Jun 06, 2005 10:42
no one writes in there journal ne more. wtf is up with that? im sure your doing something coool. tell us about it. im not doing nething cool. but im writting. ive watched more movies in the last 3 days then i have in the last 3 months. thats all there is to do. yeah and if you wanna see phantom of the opra forget about it it was a stupid musical. fuck musicals. who actually walks around singing something you could just say? noone.

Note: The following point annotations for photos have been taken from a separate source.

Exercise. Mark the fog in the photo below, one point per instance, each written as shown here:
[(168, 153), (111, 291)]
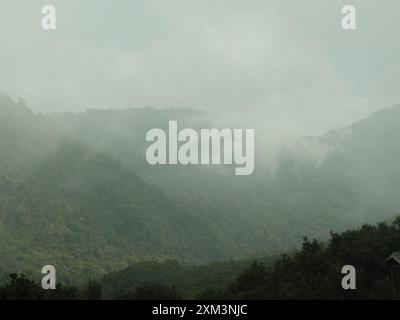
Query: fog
[(286, 68)]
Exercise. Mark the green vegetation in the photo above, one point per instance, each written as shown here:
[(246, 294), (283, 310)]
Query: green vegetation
[(313, 272), (76, 192)]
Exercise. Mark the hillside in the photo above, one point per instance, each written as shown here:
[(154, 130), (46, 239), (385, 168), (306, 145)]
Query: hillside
[(76, 192)]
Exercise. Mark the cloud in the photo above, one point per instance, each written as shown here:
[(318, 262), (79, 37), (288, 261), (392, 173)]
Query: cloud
[(253, 67)]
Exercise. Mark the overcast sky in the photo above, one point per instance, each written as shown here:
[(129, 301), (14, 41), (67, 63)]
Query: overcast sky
[(287, 64)]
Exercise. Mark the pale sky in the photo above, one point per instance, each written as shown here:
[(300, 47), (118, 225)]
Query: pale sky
[(285, 64)]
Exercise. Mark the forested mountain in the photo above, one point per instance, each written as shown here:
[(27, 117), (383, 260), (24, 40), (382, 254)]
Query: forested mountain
[(76, 192)]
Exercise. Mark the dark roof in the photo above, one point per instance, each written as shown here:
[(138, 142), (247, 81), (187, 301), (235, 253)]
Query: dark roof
[(394, 256)]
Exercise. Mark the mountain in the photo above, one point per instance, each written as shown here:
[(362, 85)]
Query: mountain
[(76, 191)]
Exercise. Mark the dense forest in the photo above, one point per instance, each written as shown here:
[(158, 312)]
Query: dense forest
[(312, 272)]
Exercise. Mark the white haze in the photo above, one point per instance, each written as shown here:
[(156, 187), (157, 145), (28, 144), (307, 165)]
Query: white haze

well i dont hang out with chelle ne more. it sux but oh well. shes always with her bf or at work. she dont call me. theres no point in calling her. heather likes to ditch me. so i guess were not talkin or soemthing. as if theres a reason for her to be mad at me.i should be mad at her but i dont even care im used to this shit. its sad when you become used to things that hurt. you know it should hurt or you should be upset about it but you just dont care anymore cuz it happens all the time. i guess i was rong about what i wrote before. us 3 we are not an unstoppable force. were not gona be friends forever. and your not coming first ne more. i guess first has to be me cuz someone has to care about me. it might as well be myself. i have to get myself throu this life. no one is going to help me or be there for me. im not mad at my friends its just different now. and i dont not wanna be friends i just want you to show me you actually care. if you do. im so sick of sittin at home everynight with nothing to do and no one to talk to. even the other ppl i used to hang out with dont care. i used to hang out with tony and jeff all the time but i guess there to busy with themselves as well. im getting better at driving. ima take my test soon. then i can drive. ill go look for a job myself. then ill save up. then ill get my own place. things will get better.i hope.